As I escorted my allotment of bed recipients to their resting places after receiving their beds, mosquito nets, Bibles, and soda pop, I make a couple of detours to see Francis. He has his bed and is resting with others as we complete the distribution. The program ends and people start to disperse. It’s been a great day. 225 more vulnerable children will have a safer and more comfortable sleeping experience. Readable or not, they will also have their first Bible in their native tongue.

Francis and his caregiver lag behind. I get to see him one more time. Before I leave my last visit with him, I get a couple of pics of him and his caregiver. She lurches forward and slings Francis on her back, which she now maintains at an 80 degree angle from her waist. (Ugandan women are strong and resilient.) She wraps him in a sarong. A second woman approaches our small group. She asks if we can buy Francis a wheelchair. I want to buy one right away, but I also understand the issues that can be created. Sweet Sleep is a beds ministry. Every child we minister to has additional needs. Some needs are met by others, and some go unmet. The need far outstrips the supply. I promise her to ask someone who will know. As expected, my question to Madelene is met with caution. They will consider it. It must be discussed. Where do we draw the line?

Fast-forward to the evening. We have eaten, and a debriefing takes place. We discuss Francis. In my mind he is a little girl. I say she then I catch myself. My bad, “It’s a boy.”

“It’s a boy?” “He’s a boy.” Big difference. Fast-forward a bit more and I wake from fitful sleep thinking, “it’s a boy”, offers a glimpse into my soul. How I see others, especially when they are “not as useful.” Man, I hate myself sometimes.   I do care for him. I love him. I was so happy he was willing to sit in my lap.
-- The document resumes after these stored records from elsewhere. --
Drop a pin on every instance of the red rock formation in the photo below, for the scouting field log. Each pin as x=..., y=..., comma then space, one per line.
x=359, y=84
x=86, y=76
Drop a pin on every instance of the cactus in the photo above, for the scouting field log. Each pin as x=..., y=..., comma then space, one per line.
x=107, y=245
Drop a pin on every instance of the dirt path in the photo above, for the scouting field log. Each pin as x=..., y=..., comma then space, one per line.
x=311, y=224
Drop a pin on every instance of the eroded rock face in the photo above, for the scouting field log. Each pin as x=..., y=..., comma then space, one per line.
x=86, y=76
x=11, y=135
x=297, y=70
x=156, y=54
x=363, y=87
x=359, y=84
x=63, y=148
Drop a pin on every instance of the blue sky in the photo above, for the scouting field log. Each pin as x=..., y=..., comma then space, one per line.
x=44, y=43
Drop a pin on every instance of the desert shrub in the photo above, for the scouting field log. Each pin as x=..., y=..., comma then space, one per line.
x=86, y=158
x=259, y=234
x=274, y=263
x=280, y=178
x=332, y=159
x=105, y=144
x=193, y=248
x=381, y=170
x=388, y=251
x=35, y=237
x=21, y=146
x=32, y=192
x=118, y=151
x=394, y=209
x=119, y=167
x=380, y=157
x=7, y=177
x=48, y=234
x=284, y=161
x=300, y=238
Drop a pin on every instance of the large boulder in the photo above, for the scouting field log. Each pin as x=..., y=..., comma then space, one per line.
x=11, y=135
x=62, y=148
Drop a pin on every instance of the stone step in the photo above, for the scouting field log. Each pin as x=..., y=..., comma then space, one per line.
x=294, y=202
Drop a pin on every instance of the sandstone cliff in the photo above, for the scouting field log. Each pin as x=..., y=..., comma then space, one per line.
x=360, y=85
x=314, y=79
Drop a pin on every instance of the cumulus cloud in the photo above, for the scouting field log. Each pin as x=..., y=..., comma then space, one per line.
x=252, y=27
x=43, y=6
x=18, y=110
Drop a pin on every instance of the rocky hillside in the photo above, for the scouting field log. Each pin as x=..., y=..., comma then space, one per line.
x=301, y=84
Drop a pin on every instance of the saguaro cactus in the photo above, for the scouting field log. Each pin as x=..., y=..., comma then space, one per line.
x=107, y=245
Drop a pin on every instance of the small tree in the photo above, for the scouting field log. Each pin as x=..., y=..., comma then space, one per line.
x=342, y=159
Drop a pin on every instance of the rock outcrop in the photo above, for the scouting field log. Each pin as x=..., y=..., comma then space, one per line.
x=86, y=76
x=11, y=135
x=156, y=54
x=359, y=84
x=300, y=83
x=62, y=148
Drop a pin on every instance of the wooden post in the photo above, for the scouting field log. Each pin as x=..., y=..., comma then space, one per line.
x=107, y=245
He is so sweet. He is inherently valuable to God and to society, yet I say, “It’s a boy.”

So, I need to wrap up my little pity party. “It’s a boy” is my problem right now. But I know there are other “it’s” out there:

“It’s not my problem.”

“It’s too far away.”

“It’s hopeless.”

“It’s not going to make a difference.”

“It’s not my calling.”

“It’s not this year.”

“It’s not fitting into my schedule.”

Which “it’s” are yours?

And keep in mind; it’s not about us. I firmly believe that poverty, abandonment, disease, famine, sex trafficking, etc., are not problems that God expects us to solve this side of Glory, but that did not stop our Savior from commanding us to engage the fight, to be obedient, and to minister to the least of these. From Jerusalem, to Judea, to Samaria, to the ends of the earth, Christ has asked us to go into all the nations, making disciples and being the Body of Christ for a broken world. I pray that I will do a better job of it, and I hope you will too. Sweet Sleep returns to Uganda in September. I hope you will consider going. And please forgive me if my tone comes off as condemning. I thank God every day that there is “No condemnation in Christ Jesus.” May God bless you.